Technology Deep Dive Track
Using a sharded Akka distributed data cache as a Flink pipelines integration buffer
A common and reliable way to buffer streaming data in between Flink pipelines is a pair of Flink Kafka Source and Sink. However, in some low-latency streaming firehouse use-cases this option is not the best choice: a) backlog will quickly accumulate in Kafka if Source consumption rate can’t keep up with the Sink production b) Kafka broker implies a double dispatch of all data via broker network IO with unnecessary network hops to and from the Flink cluster. In the Walmart Labs Smart Pricing group, we encountered one such use-case operating Walmart.com Marketplace real-time price regulation service, managing more than 100M of the 3rd party marketplace items in real-time on at least a daily basis. As an alternative to a Kafka-based integration firehose, we decided to introduce a reliable and scalable in-memory-cache-based streaming buffer as an integration hub for our Flink-based Walmart.com Marketplace pipelines. Our main motivation was to avoid firehose backlog accumulation at all cost and maximize total end-to-end throughput. Our implementation is powered by a sharded (using Akka Cluster-Sharding) collection of replicated Akka Distributed Data caches, co-located with Flink Task Managers. Flink pipelines are interacting with this streaming buffer via a pair of custom partitioned Flink Sink and Source components that we wrote specifically to expose this cache to Flink. The resulting latency and throughput performance is better than what a Kafka-broker-based approach offers: a) there is almost never a foreground data exchange over cache cluster network IO as nearly all (determined by the cache miss rate) data is written and read in Flink pipelines through local memory b) cache data size, miss rate and updates volume can be managed via both the shard fill rate (not every write needs to be a new cache record – as opposed to messaging systems like Kafka) and the number of shards to keep alive in memory (if some shards are not actively accessed – they can be automatically killed and spilled to a permanent storage to be recovered later via Akka Persistence). The downside of this cache buffer is a large RAM demand: cache shards are memory-hungry and co-locating it with Flink Task Managers means that this memory will be unavailable to allocate to the Flink Task Manager heap and/or direct buffer.
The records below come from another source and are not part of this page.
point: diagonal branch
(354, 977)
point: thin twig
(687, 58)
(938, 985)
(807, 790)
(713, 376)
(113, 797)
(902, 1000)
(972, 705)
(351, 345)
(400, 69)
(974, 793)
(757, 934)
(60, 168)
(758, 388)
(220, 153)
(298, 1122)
Andrew TorsonPrincipal Data Engineer Walmart Labs
Andrew Torson is a Principal Data Engineer in the Smart Pricing team within the Walmart Labs organization. His current work is focused on big-fast-data pipelines in Flink and Spark for the Walmart e-commerce business, leveraging ML-based retail pricing algorithms. Before joining Walmart Labs, Andrew worked as a data scientist and data engineer on a handful of IoT projects in the area of mobile robotics(warehousing/manufacturing/marine container terminals industries), using ML-based tools in Scala, Python and Java. Andrew holds a PhD in Operations Management from NYU and also worked as a ML scientist in the Siemens Research/Labs after his graduation, which led him towards his current product data engineer track.